Nous avons conclu que l’un des plus grands obstacles à surmonter était l’équation que l’on fait entre pauvreté et handicap. Notre proposition de plan d’épargne visait deux objectifs pratiques. Premièrement, permettre aux Canadiens vivant avec un handicap de gagner ou de recevoir un revenu et d’accumuler des actifs financiers sans pénalité, récupération ni inadmissibilité à d’autres prestations gouvernementales. Deuxièmement, pouvoir se prévaloir de ce revenu selon les besoins.

Dix ans plus tard, il est clair que la liberté financière pour les Canadiens handicapés fait une grande différence. Je vois une fierté et une confiance manifestes chez les personnes que je rencontre partout au Canada et qui ont un REEI. Elles me disent qu’elles peuvent maintenant rêver et commencer à avoir le contrôle de leur destinée.

Les provinces et les territoires on créé un précédent en éliminant certains des aspects de l’aide sociale qui touche la vulnérabilité des personnes. Les gouvernements partout au pays ont essentiellement dit aux personnes handicapées et à leurs familles : « Nous vous faisons confiance pour dépenser les revenus tirés de votre REEI selon ce que vous croyez être le meilleur. Vous n’avez pas à faire de déclaration ni à vous justifier. »

Or, le REEI n’est qu’un outil parmi tant d’autres dont les Canadiens handicapés ont besoin, car ils sont plus susceptibles de vivre dans la pauvreté que les autres Canadiens.

Voici donc quatre recommandations pour améliorer le REEI et sortir les Canadiens handicapés de la pauvreté.

Premièrement, une personne devrait être inscrite d’office au REEI lorsqu’elle devient admissible au crédit d’impôt pour personnes handicapées ou reçoit des prestations d’invalidité provinciales et territoriales et de l’aide. Si on a déjà satisfait aux critères d’admissibilité aux prestations d’invalidité provinciales et territoriales, cela devrait suffire pour être admissible aux prestations fédérales.

Deuxièmement, retirer toutes les responsabilités de l’ARC en ce qui concerne l’évaluation et la détermination de l’admissibilité au crédit d’impôt pour personnes handicapées et confier ces tâches à l’autorité du ministre responsable des personnes handicapées. Les personnes handicapées et leurs familles ne sont pas des tricheurs. L’ARC doit s’en prendre aux personnes qui fraudent ou manipulent le système fiscal, or, cette méfiance qui ne devrait pas s’appliquer dans le cas du REEI.

Troisièmement, s’assurer que la prochaine loi fédérale sur l’accessibilité aborde explicitement la pauvreté. Le REEI démontre que la citoyenneté économique est le principal facteur de l’accessibilité.
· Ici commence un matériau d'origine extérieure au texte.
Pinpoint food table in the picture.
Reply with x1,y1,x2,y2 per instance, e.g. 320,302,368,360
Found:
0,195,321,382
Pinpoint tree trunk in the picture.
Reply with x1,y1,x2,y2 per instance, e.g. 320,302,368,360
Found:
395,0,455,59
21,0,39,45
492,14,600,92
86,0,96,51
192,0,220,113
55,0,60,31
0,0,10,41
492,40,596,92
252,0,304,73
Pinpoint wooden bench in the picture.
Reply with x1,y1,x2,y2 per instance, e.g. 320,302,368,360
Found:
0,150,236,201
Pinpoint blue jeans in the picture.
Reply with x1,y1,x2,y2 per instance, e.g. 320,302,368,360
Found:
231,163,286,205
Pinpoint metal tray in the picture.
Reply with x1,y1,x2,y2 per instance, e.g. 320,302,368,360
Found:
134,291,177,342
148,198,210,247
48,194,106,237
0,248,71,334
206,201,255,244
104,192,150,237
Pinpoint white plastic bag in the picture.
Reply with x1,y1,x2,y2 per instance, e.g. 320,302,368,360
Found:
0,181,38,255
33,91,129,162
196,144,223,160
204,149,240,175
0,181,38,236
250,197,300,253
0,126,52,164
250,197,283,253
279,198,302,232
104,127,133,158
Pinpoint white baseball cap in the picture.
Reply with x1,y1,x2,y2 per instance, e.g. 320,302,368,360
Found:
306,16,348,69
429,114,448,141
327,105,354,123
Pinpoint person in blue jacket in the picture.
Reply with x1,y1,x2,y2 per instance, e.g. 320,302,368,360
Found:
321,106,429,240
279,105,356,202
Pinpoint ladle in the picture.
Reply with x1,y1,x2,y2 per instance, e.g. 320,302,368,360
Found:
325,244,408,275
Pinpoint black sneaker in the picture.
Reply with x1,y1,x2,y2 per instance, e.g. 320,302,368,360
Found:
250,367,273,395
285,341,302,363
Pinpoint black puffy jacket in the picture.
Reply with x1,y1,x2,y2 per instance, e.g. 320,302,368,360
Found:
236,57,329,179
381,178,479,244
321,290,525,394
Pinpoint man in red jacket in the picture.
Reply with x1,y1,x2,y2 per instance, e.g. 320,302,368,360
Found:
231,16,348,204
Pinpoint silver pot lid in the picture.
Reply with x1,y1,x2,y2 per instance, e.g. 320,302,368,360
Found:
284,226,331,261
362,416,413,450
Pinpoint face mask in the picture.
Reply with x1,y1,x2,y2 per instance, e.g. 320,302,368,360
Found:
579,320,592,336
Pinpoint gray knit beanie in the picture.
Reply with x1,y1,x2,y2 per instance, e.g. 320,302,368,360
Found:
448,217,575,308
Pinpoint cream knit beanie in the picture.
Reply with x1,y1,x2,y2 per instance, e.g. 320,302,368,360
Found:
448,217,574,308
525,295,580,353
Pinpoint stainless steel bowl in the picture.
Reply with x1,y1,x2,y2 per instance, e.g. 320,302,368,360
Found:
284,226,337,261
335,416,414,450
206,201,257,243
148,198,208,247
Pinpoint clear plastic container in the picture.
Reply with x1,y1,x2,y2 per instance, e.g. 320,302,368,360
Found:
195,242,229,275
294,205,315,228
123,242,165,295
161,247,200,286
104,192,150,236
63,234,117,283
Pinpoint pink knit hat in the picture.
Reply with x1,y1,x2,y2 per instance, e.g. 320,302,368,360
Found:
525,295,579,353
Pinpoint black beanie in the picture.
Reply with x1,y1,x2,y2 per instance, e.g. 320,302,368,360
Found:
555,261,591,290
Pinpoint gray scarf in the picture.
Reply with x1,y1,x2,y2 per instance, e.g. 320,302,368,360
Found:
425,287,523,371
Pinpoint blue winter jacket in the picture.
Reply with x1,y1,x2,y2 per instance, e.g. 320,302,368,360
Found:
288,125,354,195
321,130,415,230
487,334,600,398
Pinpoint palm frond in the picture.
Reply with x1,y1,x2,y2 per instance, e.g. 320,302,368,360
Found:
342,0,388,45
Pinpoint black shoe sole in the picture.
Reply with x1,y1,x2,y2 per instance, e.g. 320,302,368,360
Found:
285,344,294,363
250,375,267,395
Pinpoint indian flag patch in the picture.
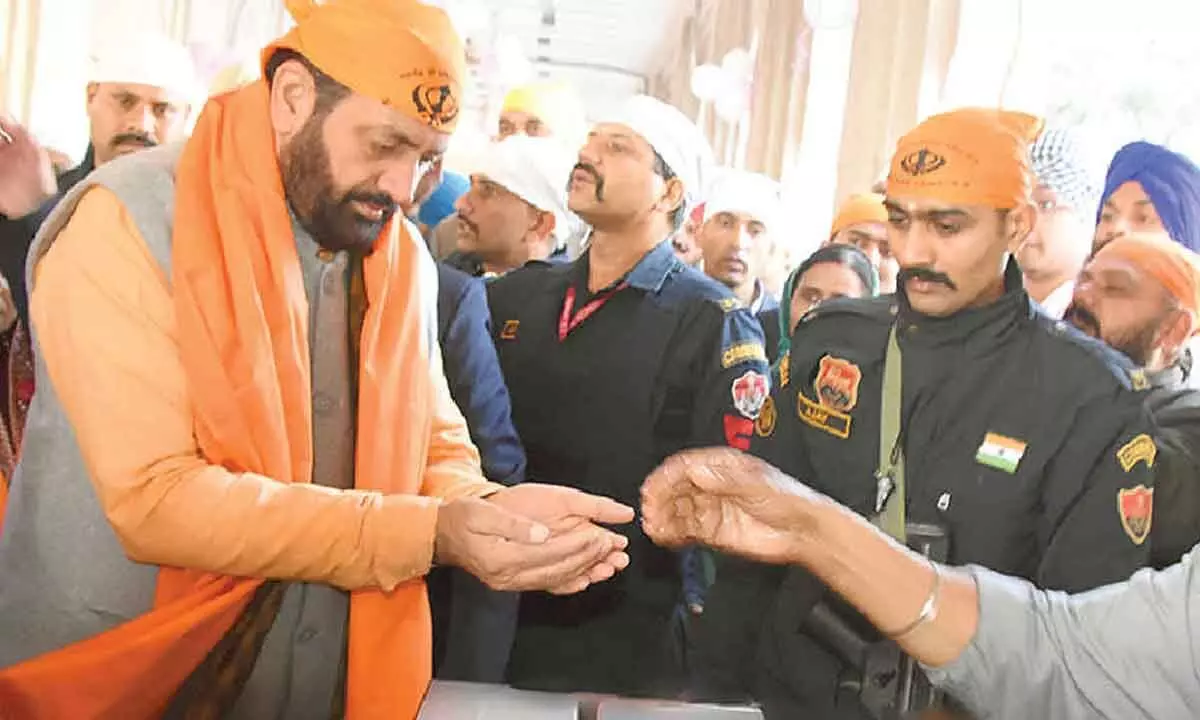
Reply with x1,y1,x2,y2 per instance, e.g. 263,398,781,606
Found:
976,432,1025,475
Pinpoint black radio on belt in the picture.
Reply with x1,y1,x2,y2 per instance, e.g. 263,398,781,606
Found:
804,523,950,720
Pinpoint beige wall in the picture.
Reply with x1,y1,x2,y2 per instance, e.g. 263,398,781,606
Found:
650,0,964,219
835,0,960,202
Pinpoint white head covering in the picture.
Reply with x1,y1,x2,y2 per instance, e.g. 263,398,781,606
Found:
473,136,575,245
704,168,784,233
601,95,713,217
88,32,204,103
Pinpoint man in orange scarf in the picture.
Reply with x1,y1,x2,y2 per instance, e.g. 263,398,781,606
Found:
0,0,632,720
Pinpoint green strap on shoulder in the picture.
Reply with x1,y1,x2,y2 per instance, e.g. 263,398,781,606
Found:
874,324,907,544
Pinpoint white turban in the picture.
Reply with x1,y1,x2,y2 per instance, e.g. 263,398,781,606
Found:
88,32,204,103
473,136,575,245
704,168,784,233
601,95,713,214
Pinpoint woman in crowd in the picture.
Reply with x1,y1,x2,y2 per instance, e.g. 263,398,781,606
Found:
761,245,880,366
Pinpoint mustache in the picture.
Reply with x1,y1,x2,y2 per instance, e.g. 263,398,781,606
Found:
342,191,400,220
458,212,479,235
1062,302,1100,336
571,162,604,202
112,132,158,148
896,268,959,290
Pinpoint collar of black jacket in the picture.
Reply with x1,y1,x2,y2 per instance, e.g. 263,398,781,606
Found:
896,259,1036,354
1146,348,1192,390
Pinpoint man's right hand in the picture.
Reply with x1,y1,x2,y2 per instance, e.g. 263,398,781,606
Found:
434,498,629,594
0,115,59,218
642,448,824,564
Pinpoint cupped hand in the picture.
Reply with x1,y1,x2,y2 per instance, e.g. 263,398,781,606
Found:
642,448,822,564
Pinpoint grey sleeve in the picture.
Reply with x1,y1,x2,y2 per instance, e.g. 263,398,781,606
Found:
925,550,1200,720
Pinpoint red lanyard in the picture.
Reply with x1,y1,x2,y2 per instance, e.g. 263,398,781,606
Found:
558,282,629,342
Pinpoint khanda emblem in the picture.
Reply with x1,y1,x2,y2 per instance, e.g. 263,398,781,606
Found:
413,84,458,128
900,148,946,175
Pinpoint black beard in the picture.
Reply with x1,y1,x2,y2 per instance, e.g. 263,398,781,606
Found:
280,115,397,254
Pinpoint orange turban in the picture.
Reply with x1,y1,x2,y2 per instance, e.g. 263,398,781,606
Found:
1096,233,1200,317
263,0,467,133
888,108,1043,210
829,192,888,238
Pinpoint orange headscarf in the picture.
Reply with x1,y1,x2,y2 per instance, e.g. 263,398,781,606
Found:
0,0,457,720
1096,233,1200,318
829,192,888,238
888,108,1043,210
263,0,467,132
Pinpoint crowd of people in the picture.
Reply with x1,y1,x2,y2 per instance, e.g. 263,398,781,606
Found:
0,0,1200,720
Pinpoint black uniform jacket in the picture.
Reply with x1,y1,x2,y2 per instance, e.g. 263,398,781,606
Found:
695,264,1154,718
1146,350,1200,568
488,242,769,695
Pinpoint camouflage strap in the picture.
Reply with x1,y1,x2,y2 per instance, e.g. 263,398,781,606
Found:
872,325,907,545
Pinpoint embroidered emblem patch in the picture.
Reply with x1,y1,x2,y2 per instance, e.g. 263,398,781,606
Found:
812,355,863,413
1117,485,1154,545
900,148,946,178
732,370,770,420
1117,433,1158,473
725,415,754,452
796,392,851,440
976,432,1025,475
754,397,776,438
413,84,458,130
721,342,767,370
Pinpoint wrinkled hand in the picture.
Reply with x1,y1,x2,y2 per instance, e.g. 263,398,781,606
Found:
434,484,634,594
0,115,58,217
642,448,822,564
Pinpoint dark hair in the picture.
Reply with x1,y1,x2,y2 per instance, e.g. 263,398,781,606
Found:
263,48,350,116
650,148,688,233
787,244,880,296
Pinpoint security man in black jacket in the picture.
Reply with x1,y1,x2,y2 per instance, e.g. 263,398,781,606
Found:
1063,233,1200,568
425,263,524,683
697,110,1157,720
488,96,769,696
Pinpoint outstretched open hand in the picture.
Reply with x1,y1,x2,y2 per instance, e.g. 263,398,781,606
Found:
642,448,823,564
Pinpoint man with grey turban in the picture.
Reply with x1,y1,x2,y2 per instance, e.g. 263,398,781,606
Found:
1016,127,1100,318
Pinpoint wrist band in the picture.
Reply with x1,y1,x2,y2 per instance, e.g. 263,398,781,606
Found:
888,558,942,640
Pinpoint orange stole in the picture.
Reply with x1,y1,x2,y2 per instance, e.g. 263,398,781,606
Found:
0,80,433,720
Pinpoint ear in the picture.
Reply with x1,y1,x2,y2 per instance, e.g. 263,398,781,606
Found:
655,178,683,215
1159,310,1196,349
529,210,558,240
1006,204,1038,253
270,60,317,140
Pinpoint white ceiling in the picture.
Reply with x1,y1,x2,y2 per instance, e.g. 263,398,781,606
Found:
456,0,695,119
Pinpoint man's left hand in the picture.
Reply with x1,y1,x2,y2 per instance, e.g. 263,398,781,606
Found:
487,482,634,594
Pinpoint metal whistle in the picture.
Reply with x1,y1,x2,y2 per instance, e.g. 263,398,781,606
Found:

Quatrièmement, on pourrait créer un supplément de revenu de base garanti pour les Canadiens handicapés. Le programme de revenu minimum du Québec, les programmes pilotes de revenu de base de l’Ontario, la libéralisation des restrictions en matière de bien-être, le crédit d’impôt pour personnes handicapées remboursable et les améliorations au REEI tendent tous vers la nécessité d’une action nationale coordonnée.

Nous nous efforçons de combler l’écart de pauvreté pour les personnes âgées et les familles à faible revenu. Le REEI nous a montré que nous devons maintenant en faire tout autant pour les Canadiens qui ont un handicap.

 

Al Etmanski a reçu l’Ordre du Canada en partie pour son travail sur le REEI. Il a récemment fait part de ses préoccupations concernant le CIPH et le REEI au Comité sénatorial responsable des affaires sociales. Il agit comme conseiller expert auprès du site EvidenceNetwork.ca.